@informateur.ci- À deux mois des élections législatives prévues le 2 juillet en Algérie, le processus électoral connaît un tournant majeur. L’Autorité nationale indépendante des élections (ANIE) a annoncé l’exclusion de 14 partis politiques pour non-respect des dispositions légales en vigueur, selon plusieurs sources médiatiques.
Cette décision a été officialisée par le président par intérim de l’ANIE, Karim Khelfane, lors d’un forum organisé par le quotidien public El Moudjahid. Parmi les formations concernées figure notamment le parti El-Islah. Ces partis sont sanctionnés pour n’avoir pas respecté certaines obligations administratives, en particulier le renouvellement de leurs instances dirigeantes dans les délais fixés par la loi. La liste des formations exclues a été établie par le ministère de l’Intérieur.

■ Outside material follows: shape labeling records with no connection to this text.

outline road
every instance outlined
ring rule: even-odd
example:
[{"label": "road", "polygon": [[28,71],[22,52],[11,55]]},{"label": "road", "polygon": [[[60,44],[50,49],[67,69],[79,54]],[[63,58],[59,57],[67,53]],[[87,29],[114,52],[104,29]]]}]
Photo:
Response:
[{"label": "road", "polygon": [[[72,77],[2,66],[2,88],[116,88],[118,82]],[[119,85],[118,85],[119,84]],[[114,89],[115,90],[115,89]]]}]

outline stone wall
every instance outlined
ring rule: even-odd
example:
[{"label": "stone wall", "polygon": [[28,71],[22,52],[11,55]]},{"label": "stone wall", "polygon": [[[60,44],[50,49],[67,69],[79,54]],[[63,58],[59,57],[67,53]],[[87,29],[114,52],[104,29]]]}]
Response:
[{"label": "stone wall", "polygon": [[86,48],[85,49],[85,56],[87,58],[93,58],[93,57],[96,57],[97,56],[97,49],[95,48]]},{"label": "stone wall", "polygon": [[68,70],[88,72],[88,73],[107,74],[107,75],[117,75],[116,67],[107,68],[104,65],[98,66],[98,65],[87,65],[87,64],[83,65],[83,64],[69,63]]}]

Conséquence directe : ces partis ne pourront pas présenter de candidats au scrutin législatif. L’ANIE défend une application stricte de la législation électorale. Karim Khelfane a ainsi rejeté toute possibilité de prolongation des délais, malgré les requêtes introduites par certaines formations politiques, dont le Parti des travailleurs. Ces dernières évoquaient des retards administratifs, notamment dans la délivrance des formulaires de parrainage. «Il est impossible de prolonger ces délais légaux », a insisté le responsable, rappelant qu’un délai de 45 jours avait été accordé pour le dépôt des dossiers.
De leur côté, plusieurs partis dénoncent des difficultés pratiques, telles que la légalisation des signatures ou des contraintes organisationnelles internes, qui auraient entravé leur participation.
Par ailleurs, les autorités algériennes annoncent la mise en place d’un dispositif de contrôle renforcé pour encadrer la campagne électorale. Une commission de supervision du financement sera installée dès l’ouverture officielle de la campagne, avec la participation de magistrats et d’organismes de lutte contre la corruption.
Avec un corps électoral estimé à 24,5 millions d’inscrits, dont environ 264 000 à l’étranger, ces élections s’inscrivent dans une volonté affichée des autorités de renforcer la transparence et la moralisation de la vie politique.